As a postal worker nearing 60, I agree with the comments here. Royal Mail is proposing to cut my pension from 1 April next year by making it 'Career' based instead of
based on my final salary, and from 1 April 2010 we will have to work to 65, instead of being able to retire at 60, as I was promised when I joined RM almost 30 years ago. I have always paid my pension contributions - it was RM who took a pensions holiday for 17 years, but it is me and my fellow workers who are being penalised.
Also RM are proposing huge changes which will make us virtually slaves at their beck and call, changing our attendances and making us work longer hours without extra pay without notice, making it impossible to plan a home life, child care etc.
They are refusing to negotiate with our Union, and are imposing these changes by 'Executive Action'.
RM's changes will also worsen our services to our customers - they will be closing down 2,500 Post Offices, and deliveries will be up to 2 hours later.
This is why we are having to respond with industrial action.
If you want to hear how postal workers feel about this and to find out more about RM's proposals have a look at www.royalmailchat.co.uk

Tristan said...

I don't care if foreign companies don't have to compete at home, the opening up of the market in the UK is best for consumers.

Who cares what country a company comes from? Economic nationalism is a nonsense.
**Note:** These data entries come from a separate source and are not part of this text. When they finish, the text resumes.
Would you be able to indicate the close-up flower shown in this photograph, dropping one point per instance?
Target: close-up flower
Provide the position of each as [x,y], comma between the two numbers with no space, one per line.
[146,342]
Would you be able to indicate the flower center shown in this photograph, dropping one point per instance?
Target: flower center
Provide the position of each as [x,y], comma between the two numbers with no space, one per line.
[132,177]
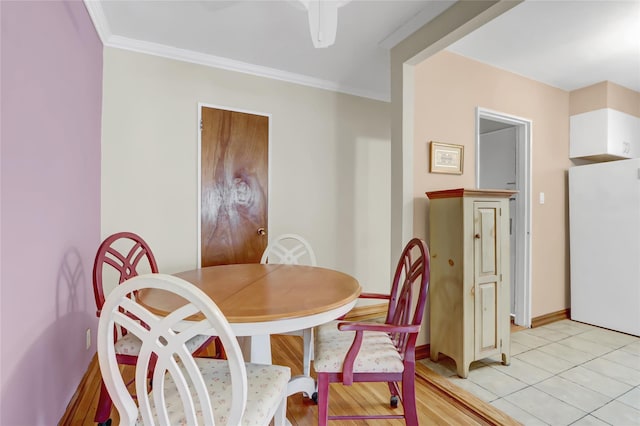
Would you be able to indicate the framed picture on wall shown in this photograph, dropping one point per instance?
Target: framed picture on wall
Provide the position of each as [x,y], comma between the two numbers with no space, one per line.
[446,158]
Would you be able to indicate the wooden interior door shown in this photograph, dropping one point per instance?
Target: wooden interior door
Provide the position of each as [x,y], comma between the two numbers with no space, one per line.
[234,186]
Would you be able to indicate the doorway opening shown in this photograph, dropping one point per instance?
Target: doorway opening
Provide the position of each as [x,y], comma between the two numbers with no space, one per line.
[503,158]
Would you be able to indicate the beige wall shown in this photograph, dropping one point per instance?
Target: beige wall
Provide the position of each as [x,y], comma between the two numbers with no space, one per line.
[329,161]
[604,95]
[448,89]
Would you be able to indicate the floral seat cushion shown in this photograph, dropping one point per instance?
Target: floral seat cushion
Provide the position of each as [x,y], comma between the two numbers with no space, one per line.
[266,386]
[377,353]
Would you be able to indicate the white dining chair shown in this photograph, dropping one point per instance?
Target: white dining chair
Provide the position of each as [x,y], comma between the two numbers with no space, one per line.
[186,390]
[292,249]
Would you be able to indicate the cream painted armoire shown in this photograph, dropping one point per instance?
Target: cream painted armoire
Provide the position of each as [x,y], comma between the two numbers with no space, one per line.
[469,285]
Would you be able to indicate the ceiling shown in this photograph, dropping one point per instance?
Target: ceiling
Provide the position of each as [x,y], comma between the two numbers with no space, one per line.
[567,44]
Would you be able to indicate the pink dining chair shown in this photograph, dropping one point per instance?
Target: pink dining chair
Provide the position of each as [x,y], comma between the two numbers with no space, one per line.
[120,257]
[348,352]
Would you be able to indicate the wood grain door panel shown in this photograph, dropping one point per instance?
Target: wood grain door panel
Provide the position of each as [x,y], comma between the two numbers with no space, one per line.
[234,186]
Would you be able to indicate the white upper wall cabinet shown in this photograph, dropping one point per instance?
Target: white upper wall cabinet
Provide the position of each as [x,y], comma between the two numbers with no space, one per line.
[604,135]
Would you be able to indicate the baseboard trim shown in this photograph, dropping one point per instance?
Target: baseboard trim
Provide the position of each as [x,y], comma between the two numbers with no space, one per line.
[549,318]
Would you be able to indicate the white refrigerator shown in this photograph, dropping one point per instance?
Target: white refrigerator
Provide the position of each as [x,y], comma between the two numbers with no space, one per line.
[604,230]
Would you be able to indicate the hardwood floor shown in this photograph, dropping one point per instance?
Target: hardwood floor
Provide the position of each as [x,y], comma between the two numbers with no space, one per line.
[438,401]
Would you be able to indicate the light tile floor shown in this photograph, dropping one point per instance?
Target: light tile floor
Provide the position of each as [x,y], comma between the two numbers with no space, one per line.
[564,373]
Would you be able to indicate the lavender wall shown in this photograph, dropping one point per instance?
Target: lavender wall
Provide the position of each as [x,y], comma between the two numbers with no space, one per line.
[51,97]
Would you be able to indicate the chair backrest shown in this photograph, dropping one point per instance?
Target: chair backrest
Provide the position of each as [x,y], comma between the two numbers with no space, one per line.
[289,249]
[122,255]
[164,351]
[408,295]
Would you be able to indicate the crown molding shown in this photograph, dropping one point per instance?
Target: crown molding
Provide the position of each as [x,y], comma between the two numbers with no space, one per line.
[109,39]
[100,23]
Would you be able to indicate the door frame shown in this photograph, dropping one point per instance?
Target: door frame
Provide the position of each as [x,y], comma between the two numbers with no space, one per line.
[199,168]
[523,185]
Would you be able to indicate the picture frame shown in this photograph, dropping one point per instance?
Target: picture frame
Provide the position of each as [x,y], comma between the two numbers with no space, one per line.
[446,158]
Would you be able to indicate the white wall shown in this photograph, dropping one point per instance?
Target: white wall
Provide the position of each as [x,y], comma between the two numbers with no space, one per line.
[329,161]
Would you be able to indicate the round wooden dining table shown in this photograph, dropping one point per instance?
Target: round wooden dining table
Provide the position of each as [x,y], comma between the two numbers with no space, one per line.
[263,299]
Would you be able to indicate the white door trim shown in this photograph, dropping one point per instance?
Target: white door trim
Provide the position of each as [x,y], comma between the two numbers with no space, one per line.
[199,169]
[523,185]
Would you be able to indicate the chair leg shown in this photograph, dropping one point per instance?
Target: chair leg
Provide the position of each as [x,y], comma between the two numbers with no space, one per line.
[323,399]
[103,411]
[307,346]
[280,417]
[409,398]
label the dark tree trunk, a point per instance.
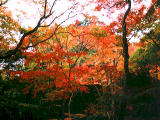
(125, 44)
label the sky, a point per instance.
(28, 13)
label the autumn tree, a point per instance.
(46, 13)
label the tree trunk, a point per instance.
(125, 44)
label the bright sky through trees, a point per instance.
(28, 13)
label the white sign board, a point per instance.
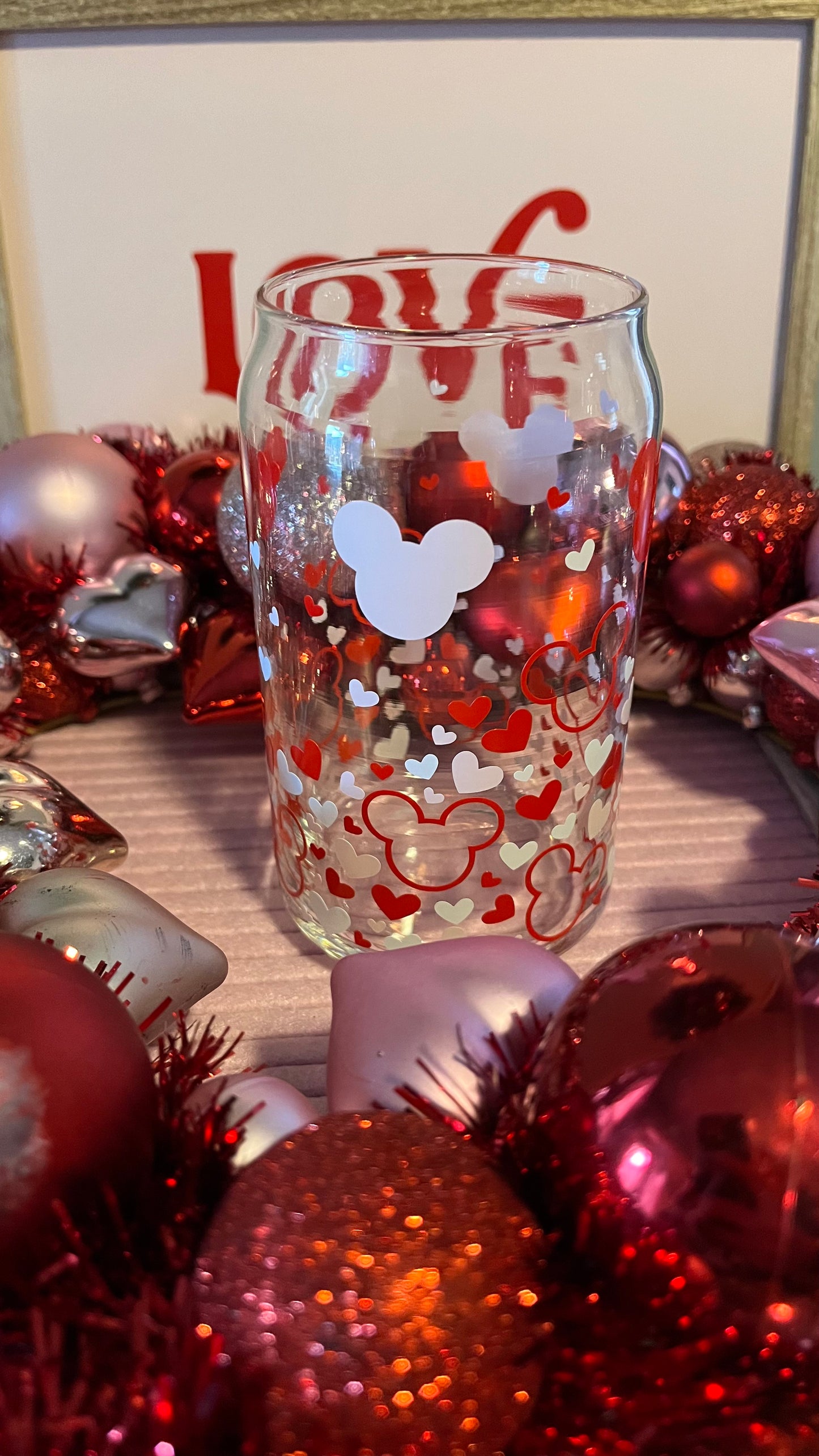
(151, 181)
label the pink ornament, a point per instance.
(426, 1005)
(789, 641)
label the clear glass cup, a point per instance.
(449, 472)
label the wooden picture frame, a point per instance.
(799, 377)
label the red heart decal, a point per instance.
(611, 766)
(540, 805)
(538, 690)
(642, 490)
(308, 758)
(337, 886)
(471, 715)
(545, 881)
(451, 650)
(315, 574)
(514, 737)
(347, 749)
(503, 910)
(363, 650)
(394, 906)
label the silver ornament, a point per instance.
(267, 1109)
(314, 485)
(65, 494)
(44, 826)
(126, 621)
(11, 672)
(733, 673)
(232, 529)
(149, 958)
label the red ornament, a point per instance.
(375, 1285)
(758, 504)
(792, 714)
(185, 506)
(524, 599)
(220, 666)
(712, 590)
(76, 1100)
(445, 484)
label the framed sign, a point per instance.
(154, 173)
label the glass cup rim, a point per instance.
(426, 337)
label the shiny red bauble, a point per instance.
(76, 1101)
(527, 599)
(184, 515)
(712, 590)
(445, 484)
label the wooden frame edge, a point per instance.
(795, 421)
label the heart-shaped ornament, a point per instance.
(126, 621)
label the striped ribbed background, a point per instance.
(706, 829)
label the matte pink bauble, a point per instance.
(69, 494)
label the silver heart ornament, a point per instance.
(149, 958)
(407, 1018)
(126, 621)
(44, 826)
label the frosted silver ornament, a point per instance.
(407, 1018)
(232, 529)
(129, 619)
(267, 1109)
(149, 958)
(11, 672)
(44, 826)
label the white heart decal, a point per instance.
(422, 769)
(349, 787)
(598, 816)
(289, 781)
(596, 753)
(579, 559)
(484, 669)
(453, 914)
(518, 855)
(325, 813)
(396, 746)
(409, 589)
(362, 697)
(470, 778)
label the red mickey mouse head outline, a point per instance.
(573, 869)
(422, 819)
(551, 701)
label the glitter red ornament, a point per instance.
(76, 1100)
(712, 590)
(758, 504)
(445, 484)
(375, 1285)
(185, 506)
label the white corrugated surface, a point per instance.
(706, 830)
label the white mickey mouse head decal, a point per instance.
(521, 464)
(409, 589)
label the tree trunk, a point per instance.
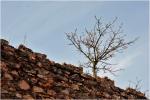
(94, 70)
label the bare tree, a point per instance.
(99, 45)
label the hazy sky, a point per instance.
(45, 24)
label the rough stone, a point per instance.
(29, 75)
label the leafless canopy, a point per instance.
(100, 44)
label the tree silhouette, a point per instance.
(100, 44)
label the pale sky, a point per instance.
(45, 25)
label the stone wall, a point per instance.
(29, 75)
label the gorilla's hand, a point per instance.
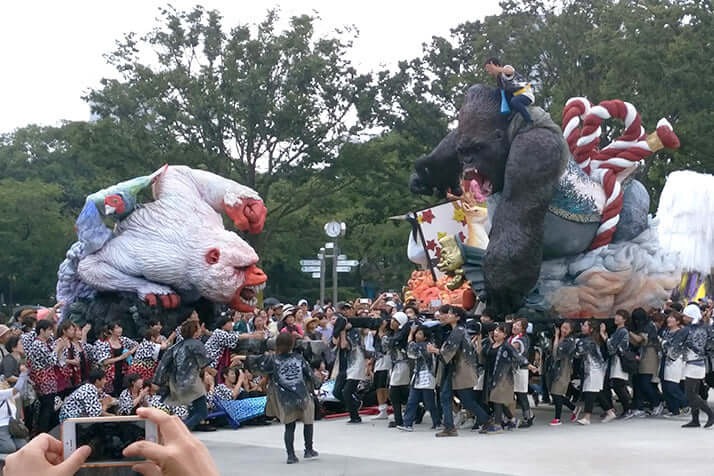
(439, 171)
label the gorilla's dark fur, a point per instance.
(524, 172)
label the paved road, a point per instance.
(237, 459)
(654, 445)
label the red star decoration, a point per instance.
(427, 216)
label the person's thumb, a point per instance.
(72, 464)
(147, 469)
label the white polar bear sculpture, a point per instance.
(178, 244)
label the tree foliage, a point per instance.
(285, 111)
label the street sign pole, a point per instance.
(322, 276)
(335, 254)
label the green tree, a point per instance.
(34, 234)
(265, 104)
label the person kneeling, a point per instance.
(290, 389)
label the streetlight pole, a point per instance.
(322, 276)
(335, 254)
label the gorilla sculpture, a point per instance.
(541, 205)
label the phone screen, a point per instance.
(108, 439)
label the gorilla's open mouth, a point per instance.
(249, 294)
(478, 183)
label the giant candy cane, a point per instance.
(606, 165)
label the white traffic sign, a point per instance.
(348, 262)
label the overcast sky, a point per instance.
(52, 50)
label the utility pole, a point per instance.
(322, 276)
(335, 254)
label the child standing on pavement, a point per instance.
(290, 389)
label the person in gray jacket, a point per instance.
(456, 372)
(423, 379)
(695, 368)
(617, 344)
(394, 344)
(290, 389)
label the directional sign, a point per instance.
(348, 262)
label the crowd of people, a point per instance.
(463, 369)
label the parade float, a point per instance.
(568, 229)
(685, 228)
(163, 257)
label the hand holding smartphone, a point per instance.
(107, 437)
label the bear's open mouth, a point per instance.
(249, 294)
(478, 183)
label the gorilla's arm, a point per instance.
(515, 251)
(440, 170)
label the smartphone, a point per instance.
(107, 436)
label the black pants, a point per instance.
(620, 388)
(499, 409)
(559, 401)
(48, 416)
(696, 402)
(522, 400)
(341, 378)
(289, 437)
(646, 391)
(519, 103)
(350, 398)
(399, 396)
(591, 397)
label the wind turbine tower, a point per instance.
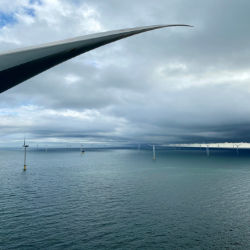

The problems were not created by deregulation, they were simply highlighted by it. The problems stem from a bureaucratic government run service. A postal service is not something the state needs to run, its not a natural monopoly.

Anonymous said...

The problem with deregulation is that the private companies entering the market do not have to compete on equal terms. They can undercut the price quoted to a poster by Royal Mail, but RM is not allowes to undercut them, by the Regulator.
They only want to take on the bulk postings which are already postcode sorted, and therefore only have to be separated by machines, and are then returned to RM for the 'final mile' delivery, which is the difficult and costly part of the process - this is called Down Stream Access.
RM still delivers 98% of the post,
up to 20% of which has been processed by competitors. The private firms only pay RM 13p for each letter, but it actually costs an average 19p to deliver that letter, so RM is subsidising the competition. This is inevitably going to lead to the end of the universal service obligation and mean that delivery providers will have to charge on the basis of distance/difficulty of delivery. The private sector is not interested in setting up a universal delivery system which is difficult and expensive. They would only deliver business post in big cities.
Which is why other European countries are delaying or opposing opening up the postal service markets, and why the UK Government should not have rushed into deregulation years ahead of the rest of the EU.

Anonymous said...

I am afraid that despite providing an excellent service it is only a matter of time before electronic delivery replaces physical delivery of everything smaller than a packet. Perhaps it is too early to say goodbye to the Royal Mail, but the recent strike will help ensure the UK's Postal Service dies a death with perhaps even more catastrophic effects for those employed in it and its customers than the unions in the ship and car building building industries caused in the fifties and sixties.

Salvete Postman Pat, Adam Crozier et al.